This year’s Southern Festival of Books has gone online and will take place October 1-11. Sessions can be streamed through the SFB app (on a phone or a computer) or through YouTube or Facebook. If you can’t be there live, many of the sessions will also be added to YouTube for later viewing.
Here are a few highlights, but be sure to check the full schedule and streaming options at https://www.humanitiestennessee.org/sfb2020-main/!
THREE CAN’T MISS SESSIONS
Thursday, October 1 at 7:30 p.m.
In Conversation: Ann Patchett and Yaa Gyasi
The Festival kicks off with Nashville’s own Ann Patchett and Yaa Gyasi in conversation. You may know Gyasi from her highly acclaimed 2016 novel Homegoing. Here, she’ll be discussing her new book—and one of the biggest books of the fall—Transcendent Kingdom.
Sunday, October 4 at 2:00 p.m.
Women’s National Book Association Coffee with Authors
Another huge release, Brit Bennett’s The Vanishing Half, will be featured at WNBA’s popular annual event, which also includes local literary celebrity Mary Laura Philpott, Samira Ahmed, and C. Pam Zhang. Zhang is the author of How Much of These Hills Is Gold and was recently selected as a 5 Under 35 Honoree by the National Book Foundation.
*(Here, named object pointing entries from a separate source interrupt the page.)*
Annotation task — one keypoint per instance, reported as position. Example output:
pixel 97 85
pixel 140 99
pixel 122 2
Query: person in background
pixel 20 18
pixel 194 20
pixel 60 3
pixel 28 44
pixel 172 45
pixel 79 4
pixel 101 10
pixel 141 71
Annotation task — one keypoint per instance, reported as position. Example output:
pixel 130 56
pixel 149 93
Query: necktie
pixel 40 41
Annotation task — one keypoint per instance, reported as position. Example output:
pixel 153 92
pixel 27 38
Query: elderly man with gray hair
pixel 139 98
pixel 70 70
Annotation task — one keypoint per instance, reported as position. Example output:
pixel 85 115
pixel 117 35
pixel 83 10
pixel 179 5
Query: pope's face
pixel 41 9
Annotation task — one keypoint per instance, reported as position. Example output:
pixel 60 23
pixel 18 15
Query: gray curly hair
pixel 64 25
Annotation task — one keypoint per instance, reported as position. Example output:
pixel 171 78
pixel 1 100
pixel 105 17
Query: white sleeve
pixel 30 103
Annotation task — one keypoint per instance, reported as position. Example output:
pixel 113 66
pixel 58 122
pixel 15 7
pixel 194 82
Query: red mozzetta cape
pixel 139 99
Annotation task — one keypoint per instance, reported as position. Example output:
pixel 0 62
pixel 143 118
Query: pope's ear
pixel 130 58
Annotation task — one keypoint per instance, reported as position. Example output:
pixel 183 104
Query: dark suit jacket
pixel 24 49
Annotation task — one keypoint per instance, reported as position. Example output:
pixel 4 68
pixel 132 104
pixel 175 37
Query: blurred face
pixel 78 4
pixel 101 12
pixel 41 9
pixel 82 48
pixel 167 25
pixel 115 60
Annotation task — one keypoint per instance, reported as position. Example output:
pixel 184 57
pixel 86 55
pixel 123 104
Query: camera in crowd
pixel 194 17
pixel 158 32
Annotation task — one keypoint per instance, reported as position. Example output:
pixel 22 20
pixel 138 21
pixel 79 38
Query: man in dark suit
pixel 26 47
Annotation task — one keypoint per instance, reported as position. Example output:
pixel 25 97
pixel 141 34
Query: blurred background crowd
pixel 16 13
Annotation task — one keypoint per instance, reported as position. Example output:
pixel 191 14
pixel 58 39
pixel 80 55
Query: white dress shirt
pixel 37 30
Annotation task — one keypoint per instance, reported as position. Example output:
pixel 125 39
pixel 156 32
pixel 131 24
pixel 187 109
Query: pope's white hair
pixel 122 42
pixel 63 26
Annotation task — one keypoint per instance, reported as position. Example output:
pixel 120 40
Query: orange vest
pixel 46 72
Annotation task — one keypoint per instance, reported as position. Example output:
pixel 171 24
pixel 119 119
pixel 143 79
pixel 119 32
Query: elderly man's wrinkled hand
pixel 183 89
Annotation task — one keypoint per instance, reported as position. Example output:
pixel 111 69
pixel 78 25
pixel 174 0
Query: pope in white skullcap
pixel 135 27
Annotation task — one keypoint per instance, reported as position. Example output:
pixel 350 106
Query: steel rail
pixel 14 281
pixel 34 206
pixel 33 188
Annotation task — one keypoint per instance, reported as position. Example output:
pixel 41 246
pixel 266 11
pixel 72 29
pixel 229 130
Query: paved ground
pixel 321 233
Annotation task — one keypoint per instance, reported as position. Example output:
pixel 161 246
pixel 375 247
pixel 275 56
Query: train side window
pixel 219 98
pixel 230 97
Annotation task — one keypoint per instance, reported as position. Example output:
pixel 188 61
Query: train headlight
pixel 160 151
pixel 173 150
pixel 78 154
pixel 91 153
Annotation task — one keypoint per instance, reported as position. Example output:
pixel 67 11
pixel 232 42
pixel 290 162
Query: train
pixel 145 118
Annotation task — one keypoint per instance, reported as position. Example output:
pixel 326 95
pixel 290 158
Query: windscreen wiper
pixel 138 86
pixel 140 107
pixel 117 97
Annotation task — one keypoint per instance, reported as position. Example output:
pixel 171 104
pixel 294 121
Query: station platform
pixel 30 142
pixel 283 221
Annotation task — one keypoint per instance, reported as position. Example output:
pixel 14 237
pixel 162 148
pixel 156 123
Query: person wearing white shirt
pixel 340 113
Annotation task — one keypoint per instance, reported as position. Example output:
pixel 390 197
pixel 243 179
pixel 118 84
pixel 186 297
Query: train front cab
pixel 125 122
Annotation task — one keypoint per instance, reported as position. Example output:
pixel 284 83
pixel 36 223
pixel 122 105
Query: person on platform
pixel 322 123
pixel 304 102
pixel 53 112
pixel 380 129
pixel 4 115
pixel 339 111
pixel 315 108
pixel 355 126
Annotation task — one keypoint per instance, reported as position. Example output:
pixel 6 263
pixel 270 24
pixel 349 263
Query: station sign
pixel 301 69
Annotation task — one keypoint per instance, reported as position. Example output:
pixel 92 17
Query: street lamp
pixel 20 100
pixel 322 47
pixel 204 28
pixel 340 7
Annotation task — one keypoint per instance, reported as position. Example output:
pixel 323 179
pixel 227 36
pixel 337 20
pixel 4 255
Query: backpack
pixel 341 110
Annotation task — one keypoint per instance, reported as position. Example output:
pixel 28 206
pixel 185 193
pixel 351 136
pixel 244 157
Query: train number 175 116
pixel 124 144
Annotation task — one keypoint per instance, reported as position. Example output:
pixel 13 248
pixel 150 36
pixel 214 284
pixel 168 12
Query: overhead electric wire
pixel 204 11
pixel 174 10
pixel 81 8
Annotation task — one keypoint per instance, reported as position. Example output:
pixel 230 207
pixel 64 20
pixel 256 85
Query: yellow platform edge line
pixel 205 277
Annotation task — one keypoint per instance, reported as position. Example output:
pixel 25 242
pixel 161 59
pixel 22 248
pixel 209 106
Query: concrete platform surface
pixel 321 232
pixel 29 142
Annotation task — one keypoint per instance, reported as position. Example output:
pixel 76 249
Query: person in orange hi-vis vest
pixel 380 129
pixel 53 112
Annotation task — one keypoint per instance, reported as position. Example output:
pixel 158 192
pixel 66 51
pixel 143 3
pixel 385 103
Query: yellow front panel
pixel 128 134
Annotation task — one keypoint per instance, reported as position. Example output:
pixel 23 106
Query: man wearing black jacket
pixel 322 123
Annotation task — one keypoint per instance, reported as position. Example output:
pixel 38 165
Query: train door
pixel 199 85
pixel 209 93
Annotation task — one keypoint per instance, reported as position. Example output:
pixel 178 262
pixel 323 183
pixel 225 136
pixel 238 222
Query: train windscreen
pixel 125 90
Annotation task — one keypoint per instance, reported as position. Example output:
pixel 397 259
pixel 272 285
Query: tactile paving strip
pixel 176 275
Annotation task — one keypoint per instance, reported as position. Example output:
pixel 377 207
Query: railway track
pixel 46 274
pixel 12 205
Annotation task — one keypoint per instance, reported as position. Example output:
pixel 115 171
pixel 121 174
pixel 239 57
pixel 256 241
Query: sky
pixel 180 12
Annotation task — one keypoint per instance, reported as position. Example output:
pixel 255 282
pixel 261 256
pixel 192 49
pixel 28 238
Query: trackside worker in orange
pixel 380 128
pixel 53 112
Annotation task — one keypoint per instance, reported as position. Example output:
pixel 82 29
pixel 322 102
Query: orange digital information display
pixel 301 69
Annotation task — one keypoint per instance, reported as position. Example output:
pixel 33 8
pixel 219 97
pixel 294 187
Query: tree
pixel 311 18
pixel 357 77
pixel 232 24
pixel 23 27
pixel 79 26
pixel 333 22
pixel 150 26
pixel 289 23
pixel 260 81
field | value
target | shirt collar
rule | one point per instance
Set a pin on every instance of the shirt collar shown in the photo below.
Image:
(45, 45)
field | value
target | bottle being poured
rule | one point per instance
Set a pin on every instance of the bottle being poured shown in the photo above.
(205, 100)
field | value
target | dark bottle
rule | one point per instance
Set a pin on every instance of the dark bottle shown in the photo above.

Monday, October 5 at 7:30 p.m.
Another major get for the Festival is Ayad Akhtar, whose memoir-like new novel is about the immigrant experience of a Pakistani American before and after 9/11. Dwight Garner of The New York Times describes it as “a beautiful novel about an American son and his immigrant father that has echoes of The Great Gatsby.”
APPALACHIA AND THE RURAL SOUTH
Obviously, this is an area where the Southern Festival really shines. I am especially looking forward to these four sessions:
Thursday, October 8 at 6:30 p.m.
In Conversation: Ron Rash and George Singleton
Rash’s new collection, In the Valley, includes stories set in the mountains of North Carolina as well as a novella that is a sequel to his popular novel Serena. George Singleton, my favorite Southern Festival regular, has a new compilation of his best stories called You Want More.
Saturday, October 10 at 10:00 a.m.
Step into the Circle: Writers in Modern Appalachia
This powerhouse session includes Lee Smith, Silas House, and Wiley Cash.
Saturday, October 10 at 3:00 p.m.
Appalachian Voices Past and Present
I’m attending this one because of Sarah Smarsh. Author of last year’s acclaimed memoir Heartland, she now turns her attention to the feminist inspiration of Dolly Parton in She Come by It Natural.
Saturday, October 10 at 4:15 p.m.
In Conversation: Ashleigh Bryant Phillips and Deesha Philyaw
These are two up-and-coming authors who may not be on your radar yet. I predict this session will be the sleeper hit of the Festival!